Danske Bank money laundering case strengthens calls for tougher EU whistleblowers legislation
The Danske Bank whistleblower, Howard Wilkinson, who revealed suspected money laundering at the Danish bank, has been invited to speak at the European Parliament’s special Committee on financial crimes, tax evasion and tax avoidance.
Legal representatives for Wilkinson, who is currently believed to be in hiding, have expressed concerns regarding the safety of their client. Wilkinson’s identity as the Danske Bank whistleblower was first revealed by an Estonian newspaper, which claims that employees at the bank leaked his name. It has been reported that the whistleblower’s lawyers, ‘are extremely concerned that Danske Bank, which knew the whistleblower’s identity has violated his human rights,’ which are protected under law.

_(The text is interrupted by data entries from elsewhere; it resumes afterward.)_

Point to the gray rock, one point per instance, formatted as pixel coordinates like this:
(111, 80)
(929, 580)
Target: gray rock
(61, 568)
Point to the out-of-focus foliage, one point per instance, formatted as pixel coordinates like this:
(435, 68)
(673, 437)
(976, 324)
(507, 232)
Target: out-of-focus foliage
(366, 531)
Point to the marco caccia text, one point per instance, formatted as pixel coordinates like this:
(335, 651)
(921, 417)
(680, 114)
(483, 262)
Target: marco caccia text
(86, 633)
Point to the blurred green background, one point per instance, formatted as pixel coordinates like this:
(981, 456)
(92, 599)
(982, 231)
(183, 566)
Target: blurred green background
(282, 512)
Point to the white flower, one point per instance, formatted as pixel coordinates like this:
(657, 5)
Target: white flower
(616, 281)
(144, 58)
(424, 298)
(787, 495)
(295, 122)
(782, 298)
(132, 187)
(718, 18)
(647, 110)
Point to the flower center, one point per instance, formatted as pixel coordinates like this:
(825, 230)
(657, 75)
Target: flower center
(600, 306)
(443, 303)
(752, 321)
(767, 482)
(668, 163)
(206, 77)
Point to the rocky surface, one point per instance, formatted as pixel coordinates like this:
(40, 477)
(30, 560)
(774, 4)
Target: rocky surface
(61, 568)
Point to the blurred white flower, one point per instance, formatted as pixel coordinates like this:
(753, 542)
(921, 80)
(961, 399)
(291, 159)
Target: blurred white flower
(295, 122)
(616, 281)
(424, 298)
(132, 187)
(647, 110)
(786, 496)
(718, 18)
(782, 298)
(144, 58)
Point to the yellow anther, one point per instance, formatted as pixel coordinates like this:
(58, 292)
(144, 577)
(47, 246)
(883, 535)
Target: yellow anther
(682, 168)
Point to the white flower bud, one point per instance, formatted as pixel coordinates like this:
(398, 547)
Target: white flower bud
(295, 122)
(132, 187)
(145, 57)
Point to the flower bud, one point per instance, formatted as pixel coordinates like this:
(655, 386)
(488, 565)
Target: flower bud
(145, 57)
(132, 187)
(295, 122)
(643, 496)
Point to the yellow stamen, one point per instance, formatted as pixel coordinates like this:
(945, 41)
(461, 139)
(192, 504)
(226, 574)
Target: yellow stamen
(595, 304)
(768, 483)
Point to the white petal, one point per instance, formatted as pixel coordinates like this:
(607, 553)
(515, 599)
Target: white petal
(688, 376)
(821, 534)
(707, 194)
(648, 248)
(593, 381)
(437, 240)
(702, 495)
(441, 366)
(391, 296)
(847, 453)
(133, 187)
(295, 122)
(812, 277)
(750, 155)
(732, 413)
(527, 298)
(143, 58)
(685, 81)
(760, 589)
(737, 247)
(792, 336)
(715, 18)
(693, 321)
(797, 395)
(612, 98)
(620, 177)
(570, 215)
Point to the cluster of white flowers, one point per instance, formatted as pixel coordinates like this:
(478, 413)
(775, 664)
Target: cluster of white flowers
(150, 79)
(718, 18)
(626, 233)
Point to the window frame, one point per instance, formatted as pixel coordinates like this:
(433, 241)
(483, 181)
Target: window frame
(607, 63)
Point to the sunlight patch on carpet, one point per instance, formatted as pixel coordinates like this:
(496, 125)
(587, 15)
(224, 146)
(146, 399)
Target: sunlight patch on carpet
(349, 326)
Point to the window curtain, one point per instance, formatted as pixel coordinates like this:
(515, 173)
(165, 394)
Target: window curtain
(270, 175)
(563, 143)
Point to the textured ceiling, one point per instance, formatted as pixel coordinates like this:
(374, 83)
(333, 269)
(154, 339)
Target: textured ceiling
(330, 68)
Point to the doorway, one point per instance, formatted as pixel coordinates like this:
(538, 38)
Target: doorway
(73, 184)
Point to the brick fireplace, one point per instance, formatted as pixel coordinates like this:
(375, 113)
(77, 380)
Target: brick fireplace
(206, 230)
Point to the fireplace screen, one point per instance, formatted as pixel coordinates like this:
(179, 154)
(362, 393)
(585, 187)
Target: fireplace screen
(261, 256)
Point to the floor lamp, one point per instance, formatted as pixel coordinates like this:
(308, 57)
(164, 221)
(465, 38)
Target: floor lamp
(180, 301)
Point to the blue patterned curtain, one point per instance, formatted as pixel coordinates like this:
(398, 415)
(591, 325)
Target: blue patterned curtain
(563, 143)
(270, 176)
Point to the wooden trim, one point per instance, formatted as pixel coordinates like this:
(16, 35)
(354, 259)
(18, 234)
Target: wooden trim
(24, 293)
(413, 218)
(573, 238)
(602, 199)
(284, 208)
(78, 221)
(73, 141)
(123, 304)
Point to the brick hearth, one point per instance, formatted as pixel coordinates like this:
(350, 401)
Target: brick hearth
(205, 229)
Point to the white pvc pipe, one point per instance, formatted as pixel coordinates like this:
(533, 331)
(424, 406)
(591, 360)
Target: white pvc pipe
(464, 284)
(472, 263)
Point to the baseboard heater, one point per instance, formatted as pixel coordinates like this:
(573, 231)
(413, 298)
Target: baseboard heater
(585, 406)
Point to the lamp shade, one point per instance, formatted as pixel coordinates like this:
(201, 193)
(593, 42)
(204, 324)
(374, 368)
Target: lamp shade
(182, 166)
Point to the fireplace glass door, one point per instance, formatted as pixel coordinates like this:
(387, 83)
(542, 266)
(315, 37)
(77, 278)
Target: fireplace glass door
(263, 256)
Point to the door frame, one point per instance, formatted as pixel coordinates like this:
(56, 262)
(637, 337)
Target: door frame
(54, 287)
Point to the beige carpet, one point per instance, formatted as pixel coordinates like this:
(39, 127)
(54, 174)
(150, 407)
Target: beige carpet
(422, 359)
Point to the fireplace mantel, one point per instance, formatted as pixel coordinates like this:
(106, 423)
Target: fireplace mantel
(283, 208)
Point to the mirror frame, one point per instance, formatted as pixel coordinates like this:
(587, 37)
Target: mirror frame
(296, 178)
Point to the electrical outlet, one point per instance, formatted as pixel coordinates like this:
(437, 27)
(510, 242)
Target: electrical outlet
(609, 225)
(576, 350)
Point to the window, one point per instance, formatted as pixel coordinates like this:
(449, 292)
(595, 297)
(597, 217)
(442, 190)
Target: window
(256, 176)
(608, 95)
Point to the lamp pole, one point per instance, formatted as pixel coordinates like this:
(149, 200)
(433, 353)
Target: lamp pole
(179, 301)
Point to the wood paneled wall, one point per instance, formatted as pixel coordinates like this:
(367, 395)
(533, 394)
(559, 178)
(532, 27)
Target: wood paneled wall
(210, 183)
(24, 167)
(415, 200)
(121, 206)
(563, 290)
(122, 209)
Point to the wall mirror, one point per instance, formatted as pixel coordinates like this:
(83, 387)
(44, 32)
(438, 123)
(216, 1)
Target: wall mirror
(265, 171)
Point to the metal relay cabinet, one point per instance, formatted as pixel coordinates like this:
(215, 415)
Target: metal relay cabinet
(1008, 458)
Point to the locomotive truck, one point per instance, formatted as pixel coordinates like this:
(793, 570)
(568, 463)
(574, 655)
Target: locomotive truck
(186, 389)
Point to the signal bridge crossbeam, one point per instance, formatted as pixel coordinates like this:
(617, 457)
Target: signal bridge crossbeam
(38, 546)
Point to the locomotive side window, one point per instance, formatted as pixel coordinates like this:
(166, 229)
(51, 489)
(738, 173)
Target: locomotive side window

Commenting on the news regarding the Danske Bank case, Eurocadres President Martin Jefflén says: ‘This case clearly pinpoints one of several shortcomings of the European Commission’s whistleblowers protection directive proposal.
This case clearly pinpoints one of several shortcomings of the European Commission’s whistleblowers protection directive proposal.
Howard Wilkinson reported anonymously but his identity was later revealed. This is exactly one of the key issues now being debated concerning the directive proposal. Anonymous whistleblowing is not covered in the Commission’s proposal but fortunately amendments have been proposed, which would bring about, such a change’.
Eurocadres believes that the directive proposal has other shortcomings, including a mandatory requirement to report internally before going to authorities. It also has no mention of the right to consult with or to be represented by a trade union. The directive text also lacks a clear rule that does not allow the directive to be used to lower protection, a so-called non-regression clause.
'Anonymous whistleblowing is not covered in the Commission’s proposal but fortunately amendments have been proposed, which would bring about, such a change’.
Jefflén goes on to say, ‘Eurocadres represents professionals and managers. We argue that, employees who are in positions of power, such as Howard Wilkinson, who was formerly head of Danske Bank’s trading business in the Baltics, are likely to be the ones who come across information which needs to be reported or disclosed in the public interest. Those who are in positions of responsibility, need to be fully protected by the directive’.